In modern Russia, nationalism is often seen as synonymous with popular xenophobia. However, in its more academic sense, nationalism is a set of political ideas based on crystallizing a shared national identity and aimed at realizing national interests by bringing the nation together, cementing its identity, and giving state sovereignty to the nation. In the Russian Orthodox Church’s worldview the nation is not paramount, but nationalism nonetheless is a side effect of the Church’s activities. Alexander Verkhovsky, director of the SOVA Center for Information and Analysis, spoke about nationalism in the Russian Orthodox Church at the Carnegie Moscow Center. Carnegie’s Alexey Malashenko moderated.  

The Russian Orthodox Church’s Official Doctrine

  • Origins of the official doctrine: The Church’s official doctrine formed in response to the challenges of the 1990s, which included the political fragmentation of the Church’s canonical territory following the Soviet collapse and difficulties in communicating between the Church and the Kremlin, said Verkhovsky. He added that the Church’s present-day official doctrine is essentially a compromise between the Church and its fundamentalist wing. 
  • The official doctrine: The Church views the world as comprised of civilizations defined along religious lines, except for secular Western civilization, explained Verkhovsky. Russia is thus the core of Orthodox civilization. Since Orthodox Christians form the majority of Russian society, the Russian Orthodox Church considers itself entitled to define what this “Orthodox people” needs. He suggested that, in the Church’s view, the people should return to their traditions of Orthodox civilization and gradually reject Western and secular borrowings. 

Russian Orthodox Church Doctrine as an Expression of Nationalism

  • Features of cultural ethnic-nationalism: Kirill, patriarch of the Russian Orthodox Church, does not deny that he sees the Church’s official doctrine as building a national identity, Verkhovsky said. In Kirill’s view, the Russians, Ukrainians, and Belarusians should not be seen as separate peoples, but rather ethnic variations of a common land that shares a common Orthodox belief.

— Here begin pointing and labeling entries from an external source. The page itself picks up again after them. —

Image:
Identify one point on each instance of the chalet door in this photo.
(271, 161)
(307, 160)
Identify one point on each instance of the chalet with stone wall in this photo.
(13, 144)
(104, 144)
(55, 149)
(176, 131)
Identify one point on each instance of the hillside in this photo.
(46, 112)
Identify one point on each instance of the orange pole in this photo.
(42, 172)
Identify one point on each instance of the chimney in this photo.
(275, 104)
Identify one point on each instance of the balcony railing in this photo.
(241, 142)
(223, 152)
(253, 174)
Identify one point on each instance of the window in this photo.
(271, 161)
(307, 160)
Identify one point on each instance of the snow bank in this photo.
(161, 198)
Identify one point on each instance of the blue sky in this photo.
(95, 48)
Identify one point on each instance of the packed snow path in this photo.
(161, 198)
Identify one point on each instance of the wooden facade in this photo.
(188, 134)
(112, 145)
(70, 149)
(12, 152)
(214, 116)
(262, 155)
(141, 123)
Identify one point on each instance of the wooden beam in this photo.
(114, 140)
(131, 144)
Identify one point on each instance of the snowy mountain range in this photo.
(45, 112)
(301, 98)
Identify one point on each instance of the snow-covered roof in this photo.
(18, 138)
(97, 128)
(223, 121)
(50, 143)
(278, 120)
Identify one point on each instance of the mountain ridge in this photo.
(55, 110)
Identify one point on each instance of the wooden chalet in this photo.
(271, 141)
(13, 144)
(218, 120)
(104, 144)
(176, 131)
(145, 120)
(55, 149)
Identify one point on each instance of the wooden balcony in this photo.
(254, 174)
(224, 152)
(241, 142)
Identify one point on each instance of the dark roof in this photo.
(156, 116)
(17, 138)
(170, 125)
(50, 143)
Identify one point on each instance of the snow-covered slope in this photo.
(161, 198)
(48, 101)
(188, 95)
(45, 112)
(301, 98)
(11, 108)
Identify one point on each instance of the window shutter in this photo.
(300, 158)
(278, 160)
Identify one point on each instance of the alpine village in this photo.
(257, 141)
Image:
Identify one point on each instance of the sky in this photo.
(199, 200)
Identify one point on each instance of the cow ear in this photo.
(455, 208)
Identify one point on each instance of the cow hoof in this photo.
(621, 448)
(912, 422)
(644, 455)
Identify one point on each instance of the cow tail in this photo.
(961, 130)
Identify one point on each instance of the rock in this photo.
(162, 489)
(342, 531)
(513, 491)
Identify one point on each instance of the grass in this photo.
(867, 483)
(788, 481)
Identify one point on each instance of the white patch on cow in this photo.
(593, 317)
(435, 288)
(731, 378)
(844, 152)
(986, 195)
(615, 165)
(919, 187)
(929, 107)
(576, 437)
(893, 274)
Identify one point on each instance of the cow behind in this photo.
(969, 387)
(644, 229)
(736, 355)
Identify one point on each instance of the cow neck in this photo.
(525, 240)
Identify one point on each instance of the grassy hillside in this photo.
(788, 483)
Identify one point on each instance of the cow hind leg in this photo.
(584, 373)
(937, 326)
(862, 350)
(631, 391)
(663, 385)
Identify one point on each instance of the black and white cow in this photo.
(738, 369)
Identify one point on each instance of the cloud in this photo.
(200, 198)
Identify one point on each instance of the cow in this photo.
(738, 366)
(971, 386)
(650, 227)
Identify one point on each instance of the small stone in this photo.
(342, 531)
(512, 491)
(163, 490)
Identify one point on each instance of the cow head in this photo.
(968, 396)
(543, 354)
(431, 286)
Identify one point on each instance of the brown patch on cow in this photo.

Thus, as Verkhovsky put it, belonging to the nation is expressed through belonging to the Russian Orthodox Church. This is a definition of a nation based on cultural lines, or cultural ethnic-nationalism, he concluded. 
  • Features of “civilizational nationalism”: The other component of the Russian Orthodox Church’s nationalism is what Verkhovsky described as “civilizational nationalism.” In this perspective, Russia is understood more as an empire—an autocratic entity with a unique history—and belonging to the nation is defined through ideology and the state. While advocates of pure ethnic-nationalism support the idea of a European-style nation-state defined strictly along ethnic lines, the Russian Orthodox Church calls for the mobilization of the entire Orthodox civilization against the liberal and secular West, which includes liberal secularism within Russia. In the eyes of the Church, Verkhovsky explained, this is Russia’s global mission. The Church’s official doctrine, he added, is essentially “civilizational nationalism” in one of its most developed forms. 

The Church and Politics

The Russian Orthodox Church tries to take a cautious line on the political stage, in an effort to avoid appearing as a purely political organization. But since Dmitry Medvedev became president, there has been an active rapprochement between the Church and the federal authorities. At the same time, in Malashenko’s opinion, Kirill is turning into ever more of a politician. Verkhovsky noted that if the politicization of the Church continues, it will have a greater chance of successfully promoting its doctrine. 

The Russian Ethnic-Nationalism Factor

In Malashenko’s view, the Church is an institution engaged primarily in a battle for its own influence and popularity. It will therefore be forced to deal with the Russian ethnic-nationalism, which is “the optimum instrument for strengthening influence, raising prestige and authority.” In today’s Russia, anyone who ignores Russian ethnic-nationalism or opposes it will ultimately lose out, Malashenko concluded.